16 Feb 2017

Mixed reaction to planned new highway in Wellsford

8:55 pm on 16 February 2017

Could plans for a new highway north of Auckland be the death-knell for the small town of Wellsford?

Funding to extend Auckland's northern highway to Warkworth has been approved, but there seems no progress on the promised Warkworth-Wellsford stretch.

Funding to extend Auckland's northern highway to Warkworth has been approved, but there seems no progress on the promised Warkworth-Wellsford stretch. Photo: Google Maps

An indicative route for a new motorway between Auckland and Northland, which would circumvent the Warkworth, Wellsford and Te Hana town centres, was made public yesterday.

And while that might be music to the ears of holiday makers and commuters, it's got locals in Wellsford worried.

About an hour's drive north from central Auckland along State Highway 1 it's a little town with around 1700 residents recorded in the last census.

Shops, cafes, petrol stations and bakeries line the state highway which runs right through the middle of town.

The main route between Auckland and Whangarei, it brings with it a constant stream of cars and trucks.

Truck driver Bonnie Waiomio said it was a crazy stretch and she had to be extra cautious going through the small towns.

But she said the bypass could put an end to her town visits.

"Every Wednesday I stop here and buy Lotto otherwise I come through here daily because I drive a freight truck.

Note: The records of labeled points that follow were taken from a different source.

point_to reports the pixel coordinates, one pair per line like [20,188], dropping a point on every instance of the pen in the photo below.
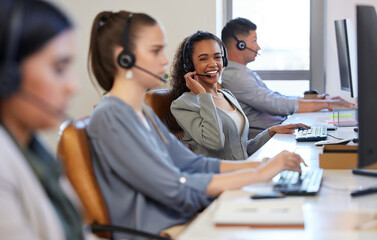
[364,192]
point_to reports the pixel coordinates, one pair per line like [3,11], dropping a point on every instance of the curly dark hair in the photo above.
[177,71]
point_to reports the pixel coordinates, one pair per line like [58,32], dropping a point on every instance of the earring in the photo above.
[129,74]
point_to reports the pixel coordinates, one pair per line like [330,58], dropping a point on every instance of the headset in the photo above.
[241,45]
[188,65]
[10,74]
[126,59]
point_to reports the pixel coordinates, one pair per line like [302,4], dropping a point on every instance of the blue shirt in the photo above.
[147,184]
[264,108]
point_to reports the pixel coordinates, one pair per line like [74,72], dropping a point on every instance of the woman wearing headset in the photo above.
[37,46]
[212,119]
[149,179]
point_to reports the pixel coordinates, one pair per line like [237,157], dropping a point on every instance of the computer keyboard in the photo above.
[311,134]
[292,183]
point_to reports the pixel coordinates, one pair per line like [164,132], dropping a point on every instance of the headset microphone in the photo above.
[203,75]
[150,73]
[252,50]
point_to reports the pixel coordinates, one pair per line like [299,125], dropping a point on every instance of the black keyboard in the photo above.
[294,184]
[311,134]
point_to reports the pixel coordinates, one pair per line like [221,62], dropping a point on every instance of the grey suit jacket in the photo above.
[211,131]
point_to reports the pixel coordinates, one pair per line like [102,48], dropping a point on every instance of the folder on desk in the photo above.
[286,212]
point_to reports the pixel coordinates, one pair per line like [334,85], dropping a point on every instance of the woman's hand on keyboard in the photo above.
[283,161]
[287,129]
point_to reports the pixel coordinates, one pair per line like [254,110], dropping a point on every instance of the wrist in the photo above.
[271,131]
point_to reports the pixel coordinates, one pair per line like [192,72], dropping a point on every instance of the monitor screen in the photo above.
[367,80]
[346,46]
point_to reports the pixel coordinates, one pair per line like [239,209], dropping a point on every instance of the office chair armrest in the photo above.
[112,228]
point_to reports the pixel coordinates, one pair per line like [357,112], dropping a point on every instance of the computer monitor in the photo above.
[347,56]
[367,81]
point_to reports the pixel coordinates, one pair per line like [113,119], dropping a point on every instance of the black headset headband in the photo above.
[126,32]
[126,58]
[9,70]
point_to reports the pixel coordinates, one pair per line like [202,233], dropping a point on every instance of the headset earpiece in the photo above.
[126,59]
[241,45]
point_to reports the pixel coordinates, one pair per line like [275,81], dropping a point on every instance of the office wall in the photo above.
[180,18]
[338,9]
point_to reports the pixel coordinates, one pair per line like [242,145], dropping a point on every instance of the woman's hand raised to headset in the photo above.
[192,82]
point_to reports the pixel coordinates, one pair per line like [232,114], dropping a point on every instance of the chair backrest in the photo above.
[160,100]
[74,151]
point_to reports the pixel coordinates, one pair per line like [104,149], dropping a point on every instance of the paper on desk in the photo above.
[266,212]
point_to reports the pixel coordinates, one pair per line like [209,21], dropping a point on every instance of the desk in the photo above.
[331,214]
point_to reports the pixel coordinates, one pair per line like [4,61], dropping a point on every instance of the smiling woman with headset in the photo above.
[37,46]
[149,179]
[212,118]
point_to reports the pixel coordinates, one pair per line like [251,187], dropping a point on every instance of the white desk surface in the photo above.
[331,214]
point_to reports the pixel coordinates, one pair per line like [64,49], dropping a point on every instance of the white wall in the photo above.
[180,18]
[338,9]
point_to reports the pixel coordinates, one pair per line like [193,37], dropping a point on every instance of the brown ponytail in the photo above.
[106,34]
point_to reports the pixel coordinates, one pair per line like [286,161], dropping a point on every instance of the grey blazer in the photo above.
[210,131]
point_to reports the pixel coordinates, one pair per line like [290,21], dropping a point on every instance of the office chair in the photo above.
[74,151]
[160,100]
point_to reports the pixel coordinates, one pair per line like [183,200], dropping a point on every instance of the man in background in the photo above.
[263,107]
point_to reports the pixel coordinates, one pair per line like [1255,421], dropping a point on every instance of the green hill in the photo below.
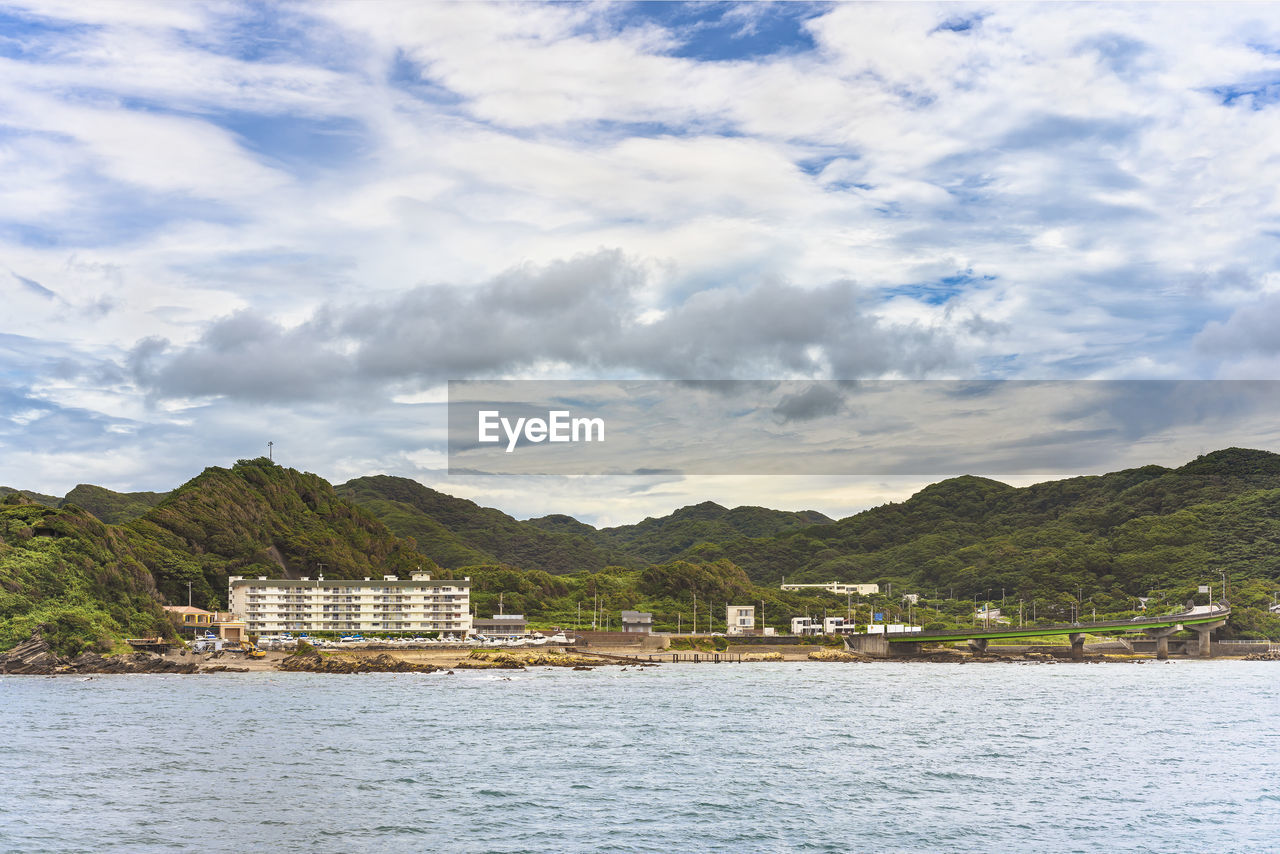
[48,501]
[1110,537]
[112,507]
[74,578]
[1059,547]
[456,531]
[261,519]
[662,539]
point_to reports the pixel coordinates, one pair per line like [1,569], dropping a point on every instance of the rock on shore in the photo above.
[835,654]
[35,657]
[383,663]
[487,660]
[1271,654]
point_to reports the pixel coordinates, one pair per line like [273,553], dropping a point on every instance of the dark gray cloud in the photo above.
[583,314]
[35,287]
[813,402]
[1249,330]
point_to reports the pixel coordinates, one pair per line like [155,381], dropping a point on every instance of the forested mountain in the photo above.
[48,501]
[80,580]
[1096,542]
[661,539]
[263,519]
[112,507]
[456,531]
[1115,535]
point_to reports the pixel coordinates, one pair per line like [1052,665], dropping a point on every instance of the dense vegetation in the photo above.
[656,540]
[74,578]
[1052,551]
[261,519]
[112,507]
[456,531]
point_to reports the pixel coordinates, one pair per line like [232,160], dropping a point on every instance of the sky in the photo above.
[224,224]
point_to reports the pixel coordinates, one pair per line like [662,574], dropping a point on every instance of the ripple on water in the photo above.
[781,758]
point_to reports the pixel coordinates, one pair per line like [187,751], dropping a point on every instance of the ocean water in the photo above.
[777,757]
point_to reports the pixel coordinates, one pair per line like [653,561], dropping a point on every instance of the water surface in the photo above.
[777,757]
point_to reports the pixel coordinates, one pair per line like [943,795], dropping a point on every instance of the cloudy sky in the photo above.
[223,224]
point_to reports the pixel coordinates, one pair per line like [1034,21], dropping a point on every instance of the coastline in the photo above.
[35,658]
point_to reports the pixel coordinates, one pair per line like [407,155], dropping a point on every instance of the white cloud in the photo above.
[1077,163]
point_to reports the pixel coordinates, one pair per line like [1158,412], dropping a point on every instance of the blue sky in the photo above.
[224,224]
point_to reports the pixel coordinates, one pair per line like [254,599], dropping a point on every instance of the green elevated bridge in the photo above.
[1203,620]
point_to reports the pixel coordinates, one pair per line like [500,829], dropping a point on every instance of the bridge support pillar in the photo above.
[874,645]
[1203,634]
[1077,647]
[1161,636]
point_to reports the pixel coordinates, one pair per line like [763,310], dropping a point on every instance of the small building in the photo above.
[837,588]
[805,626]
[740,619]
[638,621]
[836,626]
[197,622]
[501,625]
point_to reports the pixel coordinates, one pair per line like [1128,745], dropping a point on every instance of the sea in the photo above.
[1179,756]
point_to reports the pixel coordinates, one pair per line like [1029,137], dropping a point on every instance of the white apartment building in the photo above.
[270,606]
[836,587]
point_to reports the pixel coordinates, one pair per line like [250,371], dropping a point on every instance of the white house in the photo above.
[836,587]
[740,619]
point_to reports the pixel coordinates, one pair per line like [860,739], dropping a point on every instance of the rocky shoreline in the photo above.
[35,657]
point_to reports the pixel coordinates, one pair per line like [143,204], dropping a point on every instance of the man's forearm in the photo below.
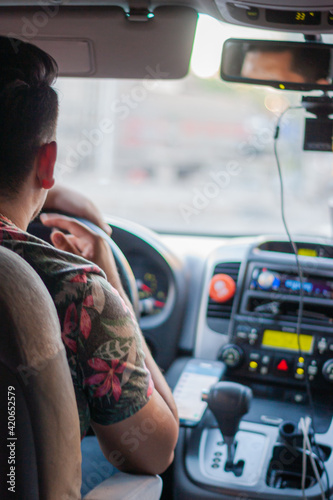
[160,383]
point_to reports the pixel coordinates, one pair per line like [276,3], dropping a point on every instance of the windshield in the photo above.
[193,155]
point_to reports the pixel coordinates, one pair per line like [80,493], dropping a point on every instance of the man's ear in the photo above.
[46,159]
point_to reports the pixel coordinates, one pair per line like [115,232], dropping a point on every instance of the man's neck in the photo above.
[18,213]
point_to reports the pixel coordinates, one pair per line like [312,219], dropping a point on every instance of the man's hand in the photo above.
[74,203]
[84,242]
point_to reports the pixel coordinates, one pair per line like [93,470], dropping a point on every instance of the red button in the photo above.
[283,366]
[222,288]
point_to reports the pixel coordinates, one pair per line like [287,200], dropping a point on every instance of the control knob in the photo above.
[328,370]
[231,355]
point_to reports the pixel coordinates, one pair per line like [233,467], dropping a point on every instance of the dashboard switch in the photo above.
[328,370]
[282,366]
[222,288]
[231,355]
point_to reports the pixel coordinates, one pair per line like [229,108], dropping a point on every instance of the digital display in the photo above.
[287,341]
[271,280]
[307,252]
[198,376]
[305,18]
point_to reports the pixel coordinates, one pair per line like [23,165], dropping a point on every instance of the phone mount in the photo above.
[318,130]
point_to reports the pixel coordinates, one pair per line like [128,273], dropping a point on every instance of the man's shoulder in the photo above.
[51,264]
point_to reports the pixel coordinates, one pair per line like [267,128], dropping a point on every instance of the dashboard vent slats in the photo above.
[217,310]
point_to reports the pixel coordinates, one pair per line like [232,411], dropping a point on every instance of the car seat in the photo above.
[40,455]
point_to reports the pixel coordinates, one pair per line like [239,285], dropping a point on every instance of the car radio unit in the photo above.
[263,339]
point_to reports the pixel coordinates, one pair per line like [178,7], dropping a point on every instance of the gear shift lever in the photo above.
[229,402]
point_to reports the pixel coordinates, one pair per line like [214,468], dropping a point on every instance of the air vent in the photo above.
[217,311]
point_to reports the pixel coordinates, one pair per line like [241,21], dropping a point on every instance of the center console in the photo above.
[290,375]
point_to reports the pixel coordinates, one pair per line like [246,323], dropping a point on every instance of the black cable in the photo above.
[301,296]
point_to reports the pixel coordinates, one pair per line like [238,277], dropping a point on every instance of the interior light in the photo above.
[207,48]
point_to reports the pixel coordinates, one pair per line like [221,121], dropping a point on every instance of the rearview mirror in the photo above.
[283,65]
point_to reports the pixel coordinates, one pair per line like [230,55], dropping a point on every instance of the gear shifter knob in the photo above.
[228,402]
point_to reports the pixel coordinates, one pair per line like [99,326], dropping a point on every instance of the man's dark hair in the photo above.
[28,109]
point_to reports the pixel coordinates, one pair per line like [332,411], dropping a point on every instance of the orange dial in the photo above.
[222,288]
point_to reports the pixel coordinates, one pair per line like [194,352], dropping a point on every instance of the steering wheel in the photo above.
[38,229]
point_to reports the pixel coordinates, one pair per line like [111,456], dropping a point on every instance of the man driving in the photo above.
[117,383]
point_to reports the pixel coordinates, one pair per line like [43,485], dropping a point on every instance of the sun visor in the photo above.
[104,42]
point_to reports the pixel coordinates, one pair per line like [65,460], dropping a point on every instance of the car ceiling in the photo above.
[116,39]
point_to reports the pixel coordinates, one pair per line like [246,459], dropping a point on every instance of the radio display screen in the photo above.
[271,280]
[287,341]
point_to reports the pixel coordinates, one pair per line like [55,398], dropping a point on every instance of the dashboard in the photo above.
[255,334]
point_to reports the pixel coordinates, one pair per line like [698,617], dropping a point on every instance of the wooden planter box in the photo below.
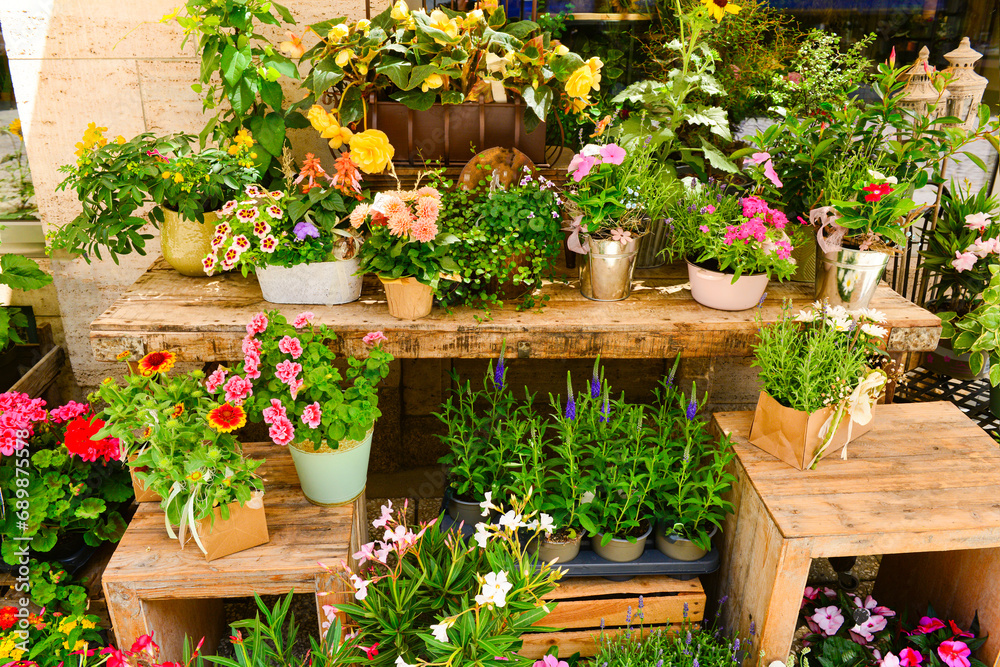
[588,602]
[455,133]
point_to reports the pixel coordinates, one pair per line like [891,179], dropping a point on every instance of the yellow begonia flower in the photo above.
[371,151]
[718,8]
[431,82]
[585,79]
[344,57]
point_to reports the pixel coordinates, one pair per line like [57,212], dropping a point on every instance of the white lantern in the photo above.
[920,92]
[966,86]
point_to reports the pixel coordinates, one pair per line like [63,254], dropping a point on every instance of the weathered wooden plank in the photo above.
[203,319]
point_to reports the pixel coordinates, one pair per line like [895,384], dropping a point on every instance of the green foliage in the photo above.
[817,357]
[241,67]
[978,331]
[951,237]
[348,402]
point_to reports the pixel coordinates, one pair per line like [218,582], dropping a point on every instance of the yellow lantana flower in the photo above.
[718,8]
[585,79]
[371,151]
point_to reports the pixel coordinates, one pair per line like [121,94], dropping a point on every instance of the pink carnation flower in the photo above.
[292,346]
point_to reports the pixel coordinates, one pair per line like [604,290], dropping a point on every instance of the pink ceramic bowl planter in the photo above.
[717,290]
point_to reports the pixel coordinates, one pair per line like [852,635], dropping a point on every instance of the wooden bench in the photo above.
[204,319]
[924,483]
[151,585]
[588,604]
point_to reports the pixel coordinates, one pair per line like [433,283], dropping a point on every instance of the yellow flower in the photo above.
[718,8]
[431,82]
[585,79]
[344,57]
[400,11]
[371,151]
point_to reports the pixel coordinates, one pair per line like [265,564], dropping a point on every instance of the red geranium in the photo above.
[79,440]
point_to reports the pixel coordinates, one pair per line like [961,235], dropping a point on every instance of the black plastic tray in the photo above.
[652,561]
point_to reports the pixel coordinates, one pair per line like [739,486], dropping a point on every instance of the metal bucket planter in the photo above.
[321,283]
[186,242]
[848,277]
[606,270]
[651,246]
[717,290]
[331,477]
[621,551]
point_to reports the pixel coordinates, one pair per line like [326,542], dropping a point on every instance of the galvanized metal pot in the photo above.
[848,277]
[606,271]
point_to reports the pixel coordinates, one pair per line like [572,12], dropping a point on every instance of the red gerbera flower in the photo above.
[876,191]
[156,362]
[227,417]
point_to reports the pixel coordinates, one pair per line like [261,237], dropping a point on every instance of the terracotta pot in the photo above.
[455,133]
[186,242]
[621,551]
[717,290]
[677,547]
[408,299]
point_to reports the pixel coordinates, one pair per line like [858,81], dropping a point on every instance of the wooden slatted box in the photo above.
[585,602]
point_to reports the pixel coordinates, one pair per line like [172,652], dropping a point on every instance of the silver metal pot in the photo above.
[606,271]
[848,277]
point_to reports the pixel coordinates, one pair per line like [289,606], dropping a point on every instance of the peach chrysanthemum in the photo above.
[400,221]
[428,208]
[424,229]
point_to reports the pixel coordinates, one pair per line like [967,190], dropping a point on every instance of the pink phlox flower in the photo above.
[612,154]
[292,346]
[312,415]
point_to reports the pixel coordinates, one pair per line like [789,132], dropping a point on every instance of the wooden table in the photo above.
[151,585]
[926,479]
[204,319]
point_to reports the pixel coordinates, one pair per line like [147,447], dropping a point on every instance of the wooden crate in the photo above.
[586,603]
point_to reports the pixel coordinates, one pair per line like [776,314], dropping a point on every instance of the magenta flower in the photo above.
[292,346]
[954,653]
[312,414]
[612,154]
[829,619]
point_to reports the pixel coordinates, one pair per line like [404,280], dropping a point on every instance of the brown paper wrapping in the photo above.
[245,528]
[793,435]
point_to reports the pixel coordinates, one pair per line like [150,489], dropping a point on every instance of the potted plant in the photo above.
[299,241]
[423,597]
[479,451]
[178,438]
[435,83]
[114,180]
[406,250]
[63,491]
[732,244]
[819,382]
[326,418]
[688,498]
[975,334]
[612,195]
[964,242]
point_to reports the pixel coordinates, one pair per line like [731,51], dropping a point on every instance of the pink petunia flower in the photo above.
[292,346]
[312,415]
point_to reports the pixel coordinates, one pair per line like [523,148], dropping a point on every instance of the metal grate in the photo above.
[971,396]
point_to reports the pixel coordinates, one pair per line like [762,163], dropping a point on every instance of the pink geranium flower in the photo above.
[282,431]
[287,371]
[829,619]
[292,346]
[612,154]
[312,414]
[237,389]
[954,653]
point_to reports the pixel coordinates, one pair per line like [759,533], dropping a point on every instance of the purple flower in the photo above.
[306,229]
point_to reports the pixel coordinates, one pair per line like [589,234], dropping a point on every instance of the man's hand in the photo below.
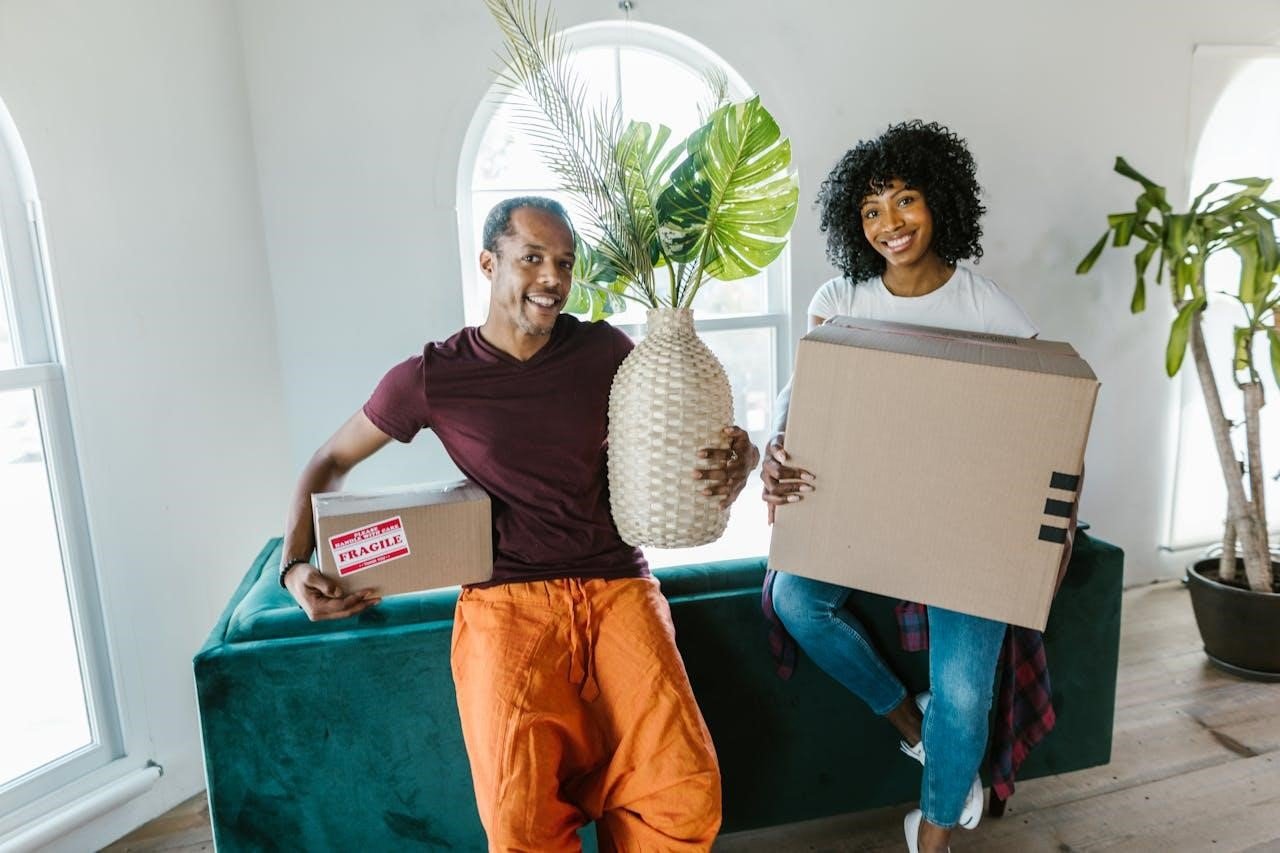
[782,483]
[321,597]
[727,468]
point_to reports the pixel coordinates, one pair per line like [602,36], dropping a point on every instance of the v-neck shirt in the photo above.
[533,434]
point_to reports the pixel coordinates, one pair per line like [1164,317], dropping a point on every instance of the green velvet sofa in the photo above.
[344,735]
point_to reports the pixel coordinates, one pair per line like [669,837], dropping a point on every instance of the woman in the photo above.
[900,211]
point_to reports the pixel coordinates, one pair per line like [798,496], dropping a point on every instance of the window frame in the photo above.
[26,287]
[1214,69]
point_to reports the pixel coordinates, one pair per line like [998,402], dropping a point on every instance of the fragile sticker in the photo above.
[369,546]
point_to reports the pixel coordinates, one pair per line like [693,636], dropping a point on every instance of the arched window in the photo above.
[657,74]
[1230,92]
[58,717]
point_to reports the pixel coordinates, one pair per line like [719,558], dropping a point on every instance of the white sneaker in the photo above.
[973,804]
[912,829]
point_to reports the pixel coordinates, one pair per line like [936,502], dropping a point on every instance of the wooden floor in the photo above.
[1196,766]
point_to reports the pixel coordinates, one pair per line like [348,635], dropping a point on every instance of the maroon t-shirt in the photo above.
[531,434]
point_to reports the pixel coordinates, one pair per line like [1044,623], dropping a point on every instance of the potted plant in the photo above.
[1239,619]
[659,219]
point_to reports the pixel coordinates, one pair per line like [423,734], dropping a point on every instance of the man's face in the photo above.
[897,223]
[530,272]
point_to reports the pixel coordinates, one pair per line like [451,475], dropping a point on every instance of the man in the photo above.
[574,701]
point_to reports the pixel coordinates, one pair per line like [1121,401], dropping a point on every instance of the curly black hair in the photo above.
[928,158]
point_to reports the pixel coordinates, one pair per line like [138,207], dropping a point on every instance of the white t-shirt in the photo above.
[968,301]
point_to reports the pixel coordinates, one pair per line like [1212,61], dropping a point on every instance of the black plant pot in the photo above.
[1240,628]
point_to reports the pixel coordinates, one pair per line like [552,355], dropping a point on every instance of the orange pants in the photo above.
[575,707]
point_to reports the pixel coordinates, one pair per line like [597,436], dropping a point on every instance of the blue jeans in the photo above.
[963,652]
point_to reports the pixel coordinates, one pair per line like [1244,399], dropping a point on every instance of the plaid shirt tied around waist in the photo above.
[1024,703]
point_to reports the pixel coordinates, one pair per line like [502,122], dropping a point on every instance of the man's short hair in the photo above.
[498,222]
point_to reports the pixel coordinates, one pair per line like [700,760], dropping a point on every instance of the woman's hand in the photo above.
[782,483]
[727,468]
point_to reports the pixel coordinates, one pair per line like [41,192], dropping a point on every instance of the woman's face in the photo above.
[897,223]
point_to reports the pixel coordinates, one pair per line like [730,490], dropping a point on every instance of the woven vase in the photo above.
[670,398]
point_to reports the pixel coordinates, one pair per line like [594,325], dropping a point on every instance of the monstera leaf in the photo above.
[730,204]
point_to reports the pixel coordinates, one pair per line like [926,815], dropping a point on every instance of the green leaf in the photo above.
[1129,172]
[731,201]
[1203,195]
[1138,304]
[1176,349]
[1266,237]
[1248,252]
[1240,359]
[641,168]
[1141,261]
[1175,236]
[1092,258]
[1123,227]
[595,283]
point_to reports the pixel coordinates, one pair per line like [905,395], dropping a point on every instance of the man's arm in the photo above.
[323,597]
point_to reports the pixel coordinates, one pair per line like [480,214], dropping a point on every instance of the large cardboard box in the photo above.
[946,465]
[405,538]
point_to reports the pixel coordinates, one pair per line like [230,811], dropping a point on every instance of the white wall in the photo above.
[135,117]
[360,110]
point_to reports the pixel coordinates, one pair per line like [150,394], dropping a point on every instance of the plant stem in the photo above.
[1226,562]
[1238,506]
[1253,402]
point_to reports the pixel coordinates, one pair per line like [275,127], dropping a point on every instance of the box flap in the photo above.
[396,497]
[974,347]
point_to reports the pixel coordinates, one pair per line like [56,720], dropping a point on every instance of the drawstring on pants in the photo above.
[581,667]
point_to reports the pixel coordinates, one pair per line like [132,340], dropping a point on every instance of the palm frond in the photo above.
[577,142]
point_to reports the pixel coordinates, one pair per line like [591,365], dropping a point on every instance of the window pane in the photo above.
[748,359]
[658,89]
[744,296]
[507,160]
[1238,140]
[7,342]
[40,660]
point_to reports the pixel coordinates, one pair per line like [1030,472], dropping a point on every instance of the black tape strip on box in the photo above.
[1060,509]
[1052,534]
[1065,482]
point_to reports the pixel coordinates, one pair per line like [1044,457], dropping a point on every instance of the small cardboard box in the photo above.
[946,465]
[405,538]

But using the bypass I'd probably stay on the bypass.

Without visitors and through traffic some locals, like Noeline Hay, were worried businesses would suffer.

"The council consider Wellsford a service town, people pass through, we're nothing, we're not a village, we're just a service town. So if they bypass a service town what are we? Like they stop here for fuel, for food, for everything.

"This will be so quiet, businesses will suffer."

Sandra Shaw owns the Wellsford Sports and Leisure shop along the main stretch.

She's a fan of the traffic.

"For example in January I don't see any locals hardly, it's all tourists. So my business relies on the tourists. If they go on the bypass road we'll miss them.

"I think the food places would miss it as well.

"You don't need to have many stop to make it viable to keep operating, but without them I think it will make a big difference."

But Heather Veacock, who works occasionally in the town, said "the sooner they do something the better".

"The road here in Wellsford is considerably busy, in holiday time it's even worse. The amount of large logging trucks and other big trucking companies that use this state highway, the bypass is probably a really good idea."

Local Helen Wright said traffic was a problem.

"I don't like the stock truck and heavy trucks going through and townies go too fast going through the town. You run for your life across the pedestrian crossing."

Tony Holloway lives in Mangawhai but often goes to Wellsford for shopping and the occasional haircut.

"It's far too busy, it's impossible, it's really awful and it's dangerous," Tony said.

The new motorway aims to address those concerns as well as make the way north quicker and safer by straightening the road and bypassing the dangerous stretch through Dome Valley.

Once it's built Transport Agency predicts fatal and serious injury crashes in the area will go down 80 percent and the traffic through towns will reduce by around 90 percent.

The route is still to be finalised and public feedback is being sought, with information days starting this weekend.

If confirmed the Transport Agency plans on applying for consents by 2018.